Swallowing with some difficulty, Ruiz spoke politely. “Honorable Dolmaero, favor me with your wisdom.”
Dolmaero looked at Ruiz, his heavy jaws working. He grunted, which Ruiz took to be permission to proceed.
“It was kind of you to inform me this afternoon,” Ruiz continued, “but perhaps you’ll be generous again, and tell me of the woman who lies in the House of the Alone.”
Dolmaero looked away and Ruiz thought at first that Dolmaero would not answer. Then he looked back at Ruiz with hard eyes and spat a bit of imitation redstem on the ground. “She was brought here by demons. She was barely conscious. I instructed the women to move her to the House, that our souls not be tarnished by her death.”
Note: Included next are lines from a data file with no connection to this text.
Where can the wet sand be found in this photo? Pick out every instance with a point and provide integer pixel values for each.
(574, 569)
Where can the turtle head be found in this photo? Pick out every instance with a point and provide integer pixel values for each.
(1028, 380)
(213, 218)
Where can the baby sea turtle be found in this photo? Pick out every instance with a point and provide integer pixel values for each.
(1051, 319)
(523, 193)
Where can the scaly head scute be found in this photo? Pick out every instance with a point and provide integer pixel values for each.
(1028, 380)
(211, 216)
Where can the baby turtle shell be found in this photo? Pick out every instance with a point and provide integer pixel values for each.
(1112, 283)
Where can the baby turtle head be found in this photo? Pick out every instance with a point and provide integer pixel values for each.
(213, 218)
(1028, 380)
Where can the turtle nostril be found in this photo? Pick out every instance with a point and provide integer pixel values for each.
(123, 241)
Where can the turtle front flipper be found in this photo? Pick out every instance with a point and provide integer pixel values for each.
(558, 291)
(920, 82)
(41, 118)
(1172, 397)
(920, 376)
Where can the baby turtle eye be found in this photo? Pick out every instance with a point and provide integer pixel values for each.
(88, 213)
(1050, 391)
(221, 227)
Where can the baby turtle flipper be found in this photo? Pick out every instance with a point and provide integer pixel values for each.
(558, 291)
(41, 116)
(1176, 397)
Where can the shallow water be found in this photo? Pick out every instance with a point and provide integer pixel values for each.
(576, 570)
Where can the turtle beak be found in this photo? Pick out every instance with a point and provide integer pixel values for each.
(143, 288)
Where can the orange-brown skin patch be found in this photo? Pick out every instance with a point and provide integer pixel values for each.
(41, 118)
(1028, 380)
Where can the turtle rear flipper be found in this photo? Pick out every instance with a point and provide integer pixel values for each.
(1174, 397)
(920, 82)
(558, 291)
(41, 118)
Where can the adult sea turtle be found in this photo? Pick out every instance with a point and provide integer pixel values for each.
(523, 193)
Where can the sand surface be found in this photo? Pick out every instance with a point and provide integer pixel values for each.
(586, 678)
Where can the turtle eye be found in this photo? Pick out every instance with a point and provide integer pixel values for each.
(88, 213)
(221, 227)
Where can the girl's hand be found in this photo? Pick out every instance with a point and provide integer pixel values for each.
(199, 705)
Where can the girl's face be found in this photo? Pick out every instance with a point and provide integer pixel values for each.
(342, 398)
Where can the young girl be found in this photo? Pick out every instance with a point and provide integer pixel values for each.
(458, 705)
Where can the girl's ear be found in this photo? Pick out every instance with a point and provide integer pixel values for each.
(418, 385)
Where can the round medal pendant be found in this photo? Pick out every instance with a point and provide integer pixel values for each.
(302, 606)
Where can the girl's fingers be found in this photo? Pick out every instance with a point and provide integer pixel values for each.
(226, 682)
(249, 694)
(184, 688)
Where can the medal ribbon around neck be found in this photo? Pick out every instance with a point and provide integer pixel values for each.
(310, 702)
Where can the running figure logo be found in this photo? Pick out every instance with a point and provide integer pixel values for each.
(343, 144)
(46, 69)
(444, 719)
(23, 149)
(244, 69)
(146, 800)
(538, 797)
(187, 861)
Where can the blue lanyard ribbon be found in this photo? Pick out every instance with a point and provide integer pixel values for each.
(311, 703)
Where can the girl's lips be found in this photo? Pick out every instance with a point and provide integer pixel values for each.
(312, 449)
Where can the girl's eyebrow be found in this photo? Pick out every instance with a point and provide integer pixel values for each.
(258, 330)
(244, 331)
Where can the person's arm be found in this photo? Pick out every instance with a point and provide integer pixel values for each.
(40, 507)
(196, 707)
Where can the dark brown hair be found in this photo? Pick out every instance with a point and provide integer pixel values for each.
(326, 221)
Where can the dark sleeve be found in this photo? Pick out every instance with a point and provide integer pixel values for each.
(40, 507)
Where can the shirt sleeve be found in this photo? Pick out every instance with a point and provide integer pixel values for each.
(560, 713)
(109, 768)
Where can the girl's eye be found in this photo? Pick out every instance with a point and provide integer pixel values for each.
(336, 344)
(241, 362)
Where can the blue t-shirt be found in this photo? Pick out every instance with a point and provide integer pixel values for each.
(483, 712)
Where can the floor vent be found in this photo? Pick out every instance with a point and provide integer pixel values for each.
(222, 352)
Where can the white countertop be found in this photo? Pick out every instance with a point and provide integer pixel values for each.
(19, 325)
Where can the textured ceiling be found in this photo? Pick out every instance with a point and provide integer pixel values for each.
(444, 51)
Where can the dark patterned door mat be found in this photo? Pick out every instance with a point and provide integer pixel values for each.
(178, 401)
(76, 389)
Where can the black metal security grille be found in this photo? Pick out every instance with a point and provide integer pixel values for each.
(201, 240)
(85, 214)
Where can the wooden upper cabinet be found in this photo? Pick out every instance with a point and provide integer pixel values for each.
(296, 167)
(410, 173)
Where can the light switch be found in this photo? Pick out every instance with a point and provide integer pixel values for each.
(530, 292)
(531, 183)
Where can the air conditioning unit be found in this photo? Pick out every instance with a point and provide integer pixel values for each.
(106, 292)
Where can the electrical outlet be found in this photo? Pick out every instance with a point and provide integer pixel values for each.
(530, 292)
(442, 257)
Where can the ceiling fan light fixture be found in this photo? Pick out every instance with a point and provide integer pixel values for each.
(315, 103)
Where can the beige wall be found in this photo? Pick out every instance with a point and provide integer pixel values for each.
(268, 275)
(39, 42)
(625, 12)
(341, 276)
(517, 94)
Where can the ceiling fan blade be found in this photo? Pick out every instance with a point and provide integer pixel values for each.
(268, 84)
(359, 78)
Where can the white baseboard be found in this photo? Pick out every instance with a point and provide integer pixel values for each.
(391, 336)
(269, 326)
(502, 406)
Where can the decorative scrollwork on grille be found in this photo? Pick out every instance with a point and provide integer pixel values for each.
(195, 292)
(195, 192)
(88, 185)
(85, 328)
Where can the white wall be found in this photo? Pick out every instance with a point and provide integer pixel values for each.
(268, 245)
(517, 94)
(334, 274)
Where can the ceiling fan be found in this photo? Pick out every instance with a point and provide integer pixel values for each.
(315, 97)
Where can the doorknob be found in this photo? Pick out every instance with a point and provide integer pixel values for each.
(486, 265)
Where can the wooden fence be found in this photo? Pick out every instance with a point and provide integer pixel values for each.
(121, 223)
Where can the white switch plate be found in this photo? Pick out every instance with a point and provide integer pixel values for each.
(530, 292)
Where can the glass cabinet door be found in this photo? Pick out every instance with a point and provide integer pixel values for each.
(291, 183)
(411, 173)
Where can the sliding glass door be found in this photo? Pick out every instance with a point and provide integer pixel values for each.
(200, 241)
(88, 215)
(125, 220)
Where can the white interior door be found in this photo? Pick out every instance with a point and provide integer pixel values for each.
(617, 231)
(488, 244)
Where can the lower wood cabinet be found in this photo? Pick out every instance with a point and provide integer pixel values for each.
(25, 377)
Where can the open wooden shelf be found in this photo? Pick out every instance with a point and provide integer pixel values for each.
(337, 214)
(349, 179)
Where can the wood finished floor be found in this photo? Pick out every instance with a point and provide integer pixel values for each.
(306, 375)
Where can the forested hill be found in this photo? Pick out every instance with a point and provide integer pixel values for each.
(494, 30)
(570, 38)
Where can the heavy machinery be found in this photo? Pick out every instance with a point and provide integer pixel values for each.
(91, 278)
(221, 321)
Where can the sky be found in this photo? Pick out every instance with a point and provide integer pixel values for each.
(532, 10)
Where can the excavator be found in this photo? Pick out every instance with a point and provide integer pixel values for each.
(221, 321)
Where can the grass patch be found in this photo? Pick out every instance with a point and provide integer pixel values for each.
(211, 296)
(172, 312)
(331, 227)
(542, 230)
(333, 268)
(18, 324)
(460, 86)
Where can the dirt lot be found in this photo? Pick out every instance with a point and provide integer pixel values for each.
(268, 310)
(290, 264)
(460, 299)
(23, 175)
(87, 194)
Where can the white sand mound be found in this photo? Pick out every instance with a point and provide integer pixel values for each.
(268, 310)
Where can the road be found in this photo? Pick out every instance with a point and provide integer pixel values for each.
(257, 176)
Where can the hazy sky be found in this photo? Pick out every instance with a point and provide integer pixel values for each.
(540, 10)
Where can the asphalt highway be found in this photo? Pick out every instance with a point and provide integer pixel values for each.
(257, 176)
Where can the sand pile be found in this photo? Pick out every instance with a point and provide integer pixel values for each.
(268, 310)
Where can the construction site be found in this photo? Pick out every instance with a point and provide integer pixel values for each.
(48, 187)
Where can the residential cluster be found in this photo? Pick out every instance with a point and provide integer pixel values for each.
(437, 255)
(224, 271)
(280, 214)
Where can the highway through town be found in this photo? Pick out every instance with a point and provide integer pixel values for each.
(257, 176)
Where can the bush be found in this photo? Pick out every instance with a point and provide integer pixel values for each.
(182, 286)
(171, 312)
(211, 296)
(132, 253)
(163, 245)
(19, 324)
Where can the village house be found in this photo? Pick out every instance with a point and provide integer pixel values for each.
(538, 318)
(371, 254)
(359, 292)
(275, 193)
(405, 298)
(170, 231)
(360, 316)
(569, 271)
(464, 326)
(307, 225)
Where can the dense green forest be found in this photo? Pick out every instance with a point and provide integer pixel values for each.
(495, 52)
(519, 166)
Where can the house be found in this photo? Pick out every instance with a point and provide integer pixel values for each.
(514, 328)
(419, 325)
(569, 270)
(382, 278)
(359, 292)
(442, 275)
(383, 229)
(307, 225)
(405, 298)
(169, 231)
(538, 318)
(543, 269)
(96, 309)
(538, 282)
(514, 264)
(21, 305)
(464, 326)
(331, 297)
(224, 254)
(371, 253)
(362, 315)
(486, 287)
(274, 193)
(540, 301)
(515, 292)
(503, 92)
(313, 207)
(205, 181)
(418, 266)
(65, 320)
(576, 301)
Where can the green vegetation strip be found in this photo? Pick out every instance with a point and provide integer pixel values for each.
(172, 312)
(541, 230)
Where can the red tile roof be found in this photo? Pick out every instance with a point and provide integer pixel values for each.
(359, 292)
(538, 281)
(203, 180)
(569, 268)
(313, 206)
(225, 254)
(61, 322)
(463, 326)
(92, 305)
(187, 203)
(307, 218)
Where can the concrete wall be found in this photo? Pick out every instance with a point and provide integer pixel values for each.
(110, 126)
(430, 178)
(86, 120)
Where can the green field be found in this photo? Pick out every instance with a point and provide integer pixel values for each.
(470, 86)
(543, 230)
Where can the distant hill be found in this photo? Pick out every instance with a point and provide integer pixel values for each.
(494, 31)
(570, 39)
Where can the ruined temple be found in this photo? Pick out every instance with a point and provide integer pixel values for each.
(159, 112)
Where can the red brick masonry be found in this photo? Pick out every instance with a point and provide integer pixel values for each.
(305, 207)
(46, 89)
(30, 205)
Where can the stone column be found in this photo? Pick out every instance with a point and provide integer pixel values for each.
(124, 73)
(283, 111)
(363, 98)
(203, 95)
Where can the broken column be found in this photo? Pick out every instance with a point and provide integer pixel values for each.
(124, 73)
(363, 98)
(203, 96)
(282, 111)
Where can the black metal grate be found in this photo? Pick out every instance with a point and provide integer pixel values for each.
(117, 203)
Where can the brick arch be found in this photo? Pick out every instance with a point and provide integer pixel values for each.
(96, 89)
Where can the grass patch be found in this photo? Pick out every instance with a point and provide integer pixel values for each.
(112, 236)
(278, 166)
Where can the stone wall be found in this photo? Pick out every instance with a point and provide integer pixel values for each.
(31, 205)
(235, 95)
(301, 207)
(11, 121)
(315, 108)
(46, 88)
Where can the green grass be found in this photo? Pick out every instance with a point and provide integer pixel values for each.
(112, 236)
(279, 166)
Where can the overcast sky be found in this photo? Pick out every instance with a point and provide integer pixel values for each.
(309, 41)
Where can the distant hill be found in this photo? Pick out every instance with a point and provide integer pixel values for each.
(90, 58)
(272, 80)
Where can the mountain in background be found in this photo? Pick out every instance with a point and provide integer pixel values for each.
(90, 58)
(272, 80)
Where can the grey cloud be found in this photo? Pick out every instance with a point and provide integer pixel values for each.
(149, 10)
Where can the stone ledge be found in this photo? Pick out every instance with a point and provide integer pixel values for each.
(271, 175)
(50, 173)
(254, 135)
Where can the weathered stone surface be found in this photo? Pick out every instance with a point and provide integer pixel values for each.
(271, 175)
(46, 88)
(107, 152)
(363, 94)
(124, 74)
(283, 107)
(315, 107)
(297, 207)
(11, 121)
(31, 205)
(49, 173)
“It may be that she isn’t dying,” Ruiz said.
“Her wounds were terrible,” Dolmaero said. “Were you at Bidderum when she died?”
Ruiz was momentarily taken aback. Somehow he was not prepared for that question, so he dissembled.
“Her wounds seem minor, now. Who knows what amuses the gods?” Ruiz said.
Dolmaero laughed bitterly. “Wherever we are, it’s not the Land of Reward. And now, get away. Your familiarity infringes on my dignity.”
The tall man rose and assumed a threatening posture, his face a mask of disapproval and eager violence.
Ruiz shrugged and returned to the robocart to reload his plate. He carried it back to his hut, and as he stepped inside he sensed that the phoenix was awake.